Compensation Structure Analysis

  • Mix shift: FY 2024 saw higher cash bonus ($281,750 vs $149,185) and new option grant ($223,534 fair value) versus FY 2023 (no option grant), indicating increased at-risk/equity emphasis while base salary rose to $575,000 .
  • Option design: 2022 grant includes a $15.00 price hurdle for acceleration, linking payout speed to TSR. 2024 grant is time-based; repricing adds a 12-month service condition before lower strike applies, promoting retention .
  • Governance controls: Clawback policy compliant with SEC/Nasdaq; ban on hedging/pledging; equity plan allows acceleration on change in control (single-trigger equity acceleration at plan level) .

Related Party & Risk Indicators

  • Related party: Bios Equity entities collectively owned ~9.98% as of July 2025; the company repurchased shares from Bios Funds in Nov 2023 (499,997.12 total purchase) .
  • Actuate Therapeutics collaboration and IPO; certain Bios entities have interests in both Lantern and Actuate (disclosed) .
  • Red flags/risks: Option repricing—signals retention challenges and underwater equity; single-trigger equity acceleration increases potential value transfer at change in control; absence of lead independent director is a governance gap .

Equity Ownership & Vesting Pressure Indicators

  • Near-term selling pressure: Repriced options cannot be exercised at the reduced $5.04 price until 12 months after Sep 19, 2025 approval—delays near-term exercises/sales and ties realizable value to continued service .
  • Pledging/Hedging: Prohibited; reduces misalignment risk .
  • Beneficial ownership concentration: Mr.
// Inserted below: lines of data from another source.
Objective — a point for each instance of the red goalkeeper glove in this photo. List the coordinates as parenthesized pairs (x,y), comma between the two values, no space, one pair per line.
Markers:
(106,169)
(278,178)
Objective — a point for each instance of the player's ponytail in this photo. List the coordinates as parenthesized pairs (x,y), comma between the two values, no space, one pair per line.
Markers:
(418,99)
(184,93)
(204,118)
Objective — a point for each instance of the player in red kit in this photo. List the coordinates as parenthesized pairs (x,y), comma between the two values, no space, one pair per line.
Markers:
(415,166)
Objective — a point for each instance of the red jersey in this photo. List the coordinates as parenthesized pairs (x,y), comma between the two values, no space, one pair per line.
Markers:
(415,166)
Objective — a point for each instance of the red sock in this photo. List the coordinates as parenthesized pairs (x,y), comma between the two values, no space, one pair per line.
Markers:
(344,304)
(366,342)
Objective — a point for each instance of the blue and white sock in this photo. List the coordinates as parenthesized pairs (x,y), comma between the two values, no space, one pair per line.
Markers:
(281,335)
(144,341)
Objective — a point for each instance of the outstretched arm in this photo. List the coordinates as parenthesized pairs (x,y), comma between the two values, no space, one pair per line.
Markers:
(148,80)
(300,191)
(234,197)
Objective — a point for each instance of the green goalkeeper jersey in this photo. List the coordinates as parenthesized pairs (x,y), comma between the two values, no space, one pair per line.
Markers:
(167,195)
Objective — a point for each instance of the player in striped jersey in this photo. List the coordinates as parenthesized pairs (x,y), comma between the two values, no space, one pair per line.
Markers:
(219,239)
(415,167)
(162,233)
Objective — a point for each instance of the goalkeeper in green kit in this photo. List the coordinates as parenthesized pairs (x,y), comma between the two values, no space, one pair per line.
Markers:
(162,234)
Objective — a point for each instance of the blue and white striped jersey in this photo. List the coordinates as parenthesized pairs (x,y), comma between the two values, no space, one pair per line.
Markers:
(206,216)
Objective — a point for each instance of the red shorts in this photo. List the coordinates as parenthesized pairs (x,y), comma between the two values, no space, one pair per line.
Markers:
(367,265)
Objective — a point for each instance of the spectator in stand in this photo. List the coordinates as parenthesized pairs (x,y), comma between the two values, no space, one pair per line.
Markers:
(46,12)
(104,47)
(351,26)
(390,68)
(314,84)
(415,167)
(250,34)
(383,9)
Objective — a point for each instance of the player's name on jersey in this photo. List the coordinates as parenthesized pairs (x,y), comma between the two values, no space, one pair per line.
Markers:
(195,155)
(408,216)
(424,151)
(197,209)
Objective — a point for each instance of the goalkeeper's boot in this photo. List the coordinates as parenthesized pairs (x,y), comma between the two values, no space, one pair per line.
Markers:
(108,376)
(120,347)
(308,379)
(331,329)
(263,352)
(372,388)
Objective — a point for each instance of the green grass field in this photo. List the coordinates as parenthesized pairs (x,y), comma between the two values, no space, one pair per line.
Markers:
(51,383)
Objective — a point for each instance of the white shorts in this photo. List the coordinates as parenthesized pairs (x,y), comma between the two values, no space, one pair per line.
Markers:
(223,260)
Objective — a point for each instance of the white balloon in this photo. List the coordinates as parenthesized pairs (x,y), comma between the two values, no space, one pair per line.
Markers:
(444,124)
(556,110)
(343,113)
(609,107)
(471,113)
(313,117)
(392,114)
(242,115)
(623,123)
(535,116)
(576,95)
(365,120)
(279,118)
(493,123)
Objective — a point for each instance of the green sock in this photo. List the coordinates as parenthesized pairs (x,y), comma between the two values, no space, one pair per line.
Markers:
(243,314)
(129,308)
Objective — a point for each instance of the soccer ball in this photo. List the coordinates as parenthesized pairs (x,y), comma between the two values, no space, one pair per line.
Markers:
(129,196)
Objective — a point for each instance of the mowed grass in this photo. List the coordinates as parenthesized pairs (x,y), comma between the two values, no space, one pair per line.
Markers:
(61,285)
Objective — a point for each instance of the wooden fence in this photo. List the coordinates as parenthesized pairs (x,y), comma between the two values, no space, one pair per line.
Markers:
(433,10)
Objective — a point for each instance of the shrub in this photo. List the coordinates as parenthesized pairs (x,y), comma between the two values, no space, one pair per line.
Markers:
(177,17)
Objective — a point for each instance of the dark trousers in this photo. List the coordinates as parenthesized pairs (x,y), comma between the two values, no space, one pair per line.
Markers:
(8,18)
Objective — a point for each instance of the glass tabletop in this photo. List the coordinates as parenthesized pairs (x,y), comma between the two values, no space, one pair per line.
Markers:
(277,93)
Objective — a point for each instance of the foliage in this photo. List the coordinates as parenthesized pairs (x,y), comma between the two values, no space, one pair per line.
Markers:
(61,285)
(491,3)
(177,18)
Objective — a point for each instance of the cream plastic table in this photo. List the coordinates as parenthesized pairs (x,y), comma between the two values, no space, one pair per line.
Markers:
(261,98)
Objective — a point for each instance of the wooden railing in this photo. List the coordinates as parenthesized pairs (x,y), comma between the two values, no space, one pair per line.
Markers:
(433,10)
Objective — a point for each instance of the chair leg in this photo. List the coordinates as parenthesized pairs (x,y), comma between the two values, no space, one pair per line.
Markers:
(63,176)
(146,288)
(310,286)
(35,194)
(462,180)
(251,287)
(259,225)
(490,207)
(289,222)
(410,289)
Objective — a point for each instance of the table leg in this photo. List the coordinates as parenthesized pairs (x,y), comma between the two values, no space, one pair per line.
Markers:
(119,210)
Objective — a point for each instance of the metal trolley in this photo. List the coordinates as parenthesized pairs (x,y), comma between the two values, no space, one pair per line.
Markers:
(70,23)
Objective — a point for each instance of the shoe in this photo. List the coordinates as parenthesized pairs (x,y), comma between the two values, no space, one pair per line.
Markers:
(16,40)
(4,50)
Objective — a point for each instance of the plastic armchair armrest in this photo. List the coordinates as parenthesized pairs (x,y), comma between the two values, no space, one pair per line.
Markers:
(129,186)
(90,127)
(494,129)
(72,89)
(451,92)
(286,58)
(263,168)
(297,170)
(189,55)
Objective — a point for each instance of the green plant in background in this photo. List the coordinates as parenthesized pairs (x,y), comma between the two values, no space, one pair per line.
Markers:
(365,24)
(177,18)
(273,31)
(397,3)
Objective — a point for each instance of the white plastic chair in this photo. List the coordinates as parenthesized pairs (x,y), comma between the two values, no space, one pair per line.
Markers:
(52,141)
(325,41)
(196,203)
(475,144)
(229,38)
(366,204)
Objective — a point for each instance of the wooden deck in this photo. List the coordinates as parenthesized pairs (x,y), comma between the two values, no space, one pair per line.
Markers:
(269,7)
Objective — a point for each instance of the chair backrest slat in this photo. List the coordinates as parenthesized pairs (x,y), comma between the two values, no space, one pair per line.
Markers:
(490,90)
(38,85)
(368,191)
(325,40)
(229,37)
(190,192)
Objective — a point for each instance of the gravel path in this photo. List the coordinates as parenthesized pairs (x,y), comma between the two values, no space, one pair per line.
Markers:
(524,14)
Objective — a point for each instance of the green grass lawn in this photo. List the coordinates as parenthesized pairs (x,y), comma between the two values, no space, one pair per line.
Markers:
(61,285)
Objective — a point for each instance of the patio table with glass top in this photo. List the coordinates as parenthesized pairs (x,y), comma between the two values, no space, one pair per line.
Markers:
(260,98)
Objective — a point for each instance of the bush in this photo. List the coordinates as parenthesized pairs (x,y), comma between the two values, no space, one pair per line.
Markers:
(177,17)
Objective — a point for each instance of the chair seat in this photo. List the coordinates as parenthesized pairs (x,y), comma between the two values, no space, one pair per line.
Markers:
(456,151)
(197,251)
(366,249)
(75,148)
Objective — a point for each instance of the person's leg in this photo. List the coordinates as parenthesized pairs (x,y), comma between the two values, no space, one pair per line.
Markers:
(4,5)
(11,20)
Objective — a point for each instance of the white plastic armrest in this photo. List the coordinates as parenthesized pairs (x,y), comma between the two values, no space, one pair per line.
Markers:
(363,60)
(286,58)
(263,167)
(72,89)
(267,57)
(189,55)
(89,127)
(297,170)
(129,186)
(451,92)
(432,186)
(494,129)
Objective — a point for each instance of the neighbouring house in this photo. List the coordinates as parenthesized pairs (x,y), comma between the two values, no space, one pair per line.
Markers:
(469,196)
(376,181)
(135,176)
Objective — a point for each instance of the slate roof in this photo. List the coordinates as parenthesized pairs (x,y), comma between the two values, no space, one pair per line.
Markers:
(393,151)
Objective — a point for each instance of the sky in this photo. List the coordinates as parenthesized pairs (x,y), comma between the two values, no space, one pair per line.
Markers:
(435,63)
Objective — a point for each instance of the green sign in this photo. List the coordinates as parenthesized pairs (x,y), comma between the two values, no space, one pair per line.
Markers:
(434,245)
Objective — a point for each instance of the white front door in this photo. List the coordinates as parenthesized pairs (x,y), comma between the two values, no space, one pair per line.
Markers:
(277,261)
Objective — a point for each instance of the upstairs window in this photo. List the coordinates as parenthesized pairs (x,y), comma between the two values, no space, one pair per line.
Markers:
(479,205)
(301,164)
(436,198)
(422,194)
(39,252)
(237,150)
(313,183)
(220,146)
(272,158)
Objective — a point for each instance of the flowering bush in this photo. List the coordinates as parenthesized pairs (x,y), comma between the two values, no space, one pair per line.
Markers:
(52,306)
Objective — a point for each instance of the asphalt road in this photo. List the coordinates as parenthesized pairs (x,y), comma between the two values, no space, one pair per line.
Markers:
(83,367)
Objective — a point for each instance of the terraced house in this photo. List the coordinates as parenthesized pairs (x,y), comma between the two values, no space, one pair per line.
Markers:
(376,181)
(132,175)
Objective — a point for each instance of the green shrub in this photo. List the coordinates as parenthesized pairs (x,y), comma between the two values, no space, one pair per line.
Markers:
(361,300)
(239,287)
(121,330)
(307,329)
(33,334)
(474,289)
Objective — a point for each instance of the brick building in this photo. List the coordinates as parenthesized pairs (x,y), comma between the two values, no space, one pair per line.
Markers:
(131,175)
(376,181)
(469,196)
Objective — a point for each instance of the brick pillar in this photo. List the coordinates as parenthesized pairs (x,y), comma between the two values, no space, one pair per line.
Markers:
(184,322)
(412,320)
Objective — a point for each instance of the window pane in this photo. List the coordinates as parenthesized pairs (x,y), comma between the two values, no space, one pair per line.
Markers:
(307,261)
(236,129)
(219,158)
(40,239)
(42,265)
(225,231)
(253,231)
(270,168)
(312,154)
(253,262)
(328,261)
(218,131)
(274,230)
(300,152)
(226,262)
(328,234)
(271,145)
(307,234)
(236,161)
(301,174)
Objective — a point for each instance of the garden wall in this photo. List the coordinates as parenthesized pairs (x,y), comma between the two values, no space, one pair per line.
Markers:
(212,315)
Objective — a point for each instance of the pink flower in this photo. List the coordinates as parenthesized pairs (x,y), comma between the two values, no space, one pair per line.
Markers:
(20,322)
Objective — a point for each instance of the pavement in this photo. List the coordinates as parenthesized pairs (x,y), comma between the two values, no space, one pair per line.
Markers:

Sharma’s ownership is entirely through options exercisable within 60 days; no direct common shares disclosed, implying leverage to option strike dynamics and market levels .

Compensation Committee & Say-on-Pay

  • Committee composition: Independent members; Chair—Maria Maccecchini. Use of independent consultant (Anderson Pay Advisors) in 2024 .
  • Peer group/targets: Not disclosed in proxies for 2024/2025 .
  • Say-on-pay outcomes: Not presented in available filings; no advisory vote details located .

Investment Implications

  • Retention and alignment: The 2025 option repricing with a service-based gate is a targeted retention mechanism that postpones realizable value, likely reducing near-term insider selling while enhancing medium-term alignment if the stock recovers .
  • Change-in-control dynamics: Single-trigger equity acceleration increases potential payout at transaction close, a consideration for M&A optionality and governance optics; severance cash provisions for Mr. Sharma have expired, moderating parachute risk .
  • Ownership: 5.57% beneficial ownership driven by exercisable options provides substantial “skin-in-the-game,” but alignment depends on stock appreciation above multiple strike levels; hedging/pledging prohibitions are positive .
  • Performance/pay linkage: Bonus structure references operational/strategic milestones, but KPIs are not disclosed; 2022 option acceleration tied to stock price creates TSR linkage, while 2024 grant is time-based—mixed signals regarding pay-for-performance rigor .
  • Governance: No lead independent director and CEO-director dual role warrant monitoring; independent committees are in place and active .

Values retrieved from S&P Global for EBITDA.